Gezondheid en vrijheden: een niet terecht dilemma

Civis Mundi Digitaal #96

door Jan de Boer

Algemene isolering thuis, verbod op bijeenkomsten, avondklok, door drones gecontroleerde parken… Nog nooit hebben democratieën in vredestijd zulke maatregelen genomen die tegengesteld zijn aan de principes die deze democratieën deden ontstaan: publieke vrijheden. Wie zou nog maar enkele weken geleden gedacht kunnen hebben dat Europa terecht zou komen in een klimaat dat doet denken aan George Orwell, en dat dat over het algemeen ook geaccepteerd zou worden?

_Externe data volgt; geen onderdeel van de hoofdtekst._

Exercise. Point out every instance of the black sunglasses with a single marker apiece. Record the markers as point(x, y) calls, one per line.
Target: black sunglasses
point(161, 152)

Regeringen hebben zich het recht toegeëigend om individuele vrijheden te beperken, iets wat in normale tijden is voorbehouden aan de rechterlijke macht op grond van het fundamentele principe van de scheiding der machten. Uit verbijstering en angst zijn radicale maatregelen als gevolg van de lockdown in algemene zin geaccepteerd en zelfs toegejuicht. Niemand kan de realiteit van een « sanitaire noodtoestand » ontkennen, alsook de noodzaak om exceptionele maatregelen te treffen om de pandemie het hoofd te bieden. Vandaag de dag gaat het debat er vooral over of deze maatregelen niet eerder genomen hadden moeten worden. Dat noopt om de complexe relaties tussen wetenschappelijke informatie, bewustwording in de publieke opinie en politieke beslissingen nader te bestuderen.

De strijd tegen een pandemie die levens vernietigt en onze planeet bedreigt met instabiliteit heeft absolute prioriteit. Zonder enige reserve moeten sanitaire maatregelen dus geaccepteerd worden, hun inwerkingtreding ondersteund worden en sancties op overtreding geaccepteerd worden. Al zou dit alleen maar zijn uit diep respect voor en als steunbetuiging aan al het uitgeputte personeel in de gezondheidszorg.

Maar dat mag ons niet verhinderen om na te denken over de « wereld-erna » en het risico van gewenning aan exceptionele maatregelen, die alleen maar aanvaardbaar zijn als ze een voorlopig karakter dragen. In veel landen is de ervaring uit het verleden niet erg positief. Wetgevers komen moeilijk op meer liberale teksten terug.

De sanitaire noodtoestand is een nieuw fenomeen in onze democratieën. De dreiging van een nieuwe pandemie zal – naar ik hoop – in onze geesten gegraveerd zijn. De verleiding voor regeringen om het voorlopige definitief te maken zal groot zijn. Men moet zich hoeden voor een dergelijk effect, met name op het gebied van arbeidsrechten, strafprocedures en publieke vrijheden. De sanitaire urgentie moet het laboratorium worden voor goede preventiemethodes en het behandelen van pandemieën en niet van vrijheidsmaatregelen. Het risico betreft in het bijzonder het surveilleren van individuen. Hier ligt in een democratie een wezenlijke taak voor een onafhankelijk controlerend en wetgevend parlement en een vrije pers: voorwaarden voor het behoud van een democratie.

Het grootschalig gebruik van smartphones in China om personen te verplichten hun temperatuur op te nemen, om verplaatsingen van zieken te lokaliseren en hun contacten te identificeren, geeft een voorproefje van een onrustbarende evolutie die de pandemie kan doen versnellen in een niet-democratisch autoritair land.

Maar het alledaags maken van gegevensverzameling inzake de gezondheid kan, hoewel zij een autoritair regime kan versterken, ook ten dienste staan van de volksgezondheid, van kennis over risico’s en individuele en collectieve preventie, zoals in het democratische Zuid-Korea en Taiwan, waarvan ik een groot voorstander ben. We worden niet gedwongen een keuze te maken tussen gezondheid en vrijheden. Covid-19 is een levensbedreiging en tart ook de democratie.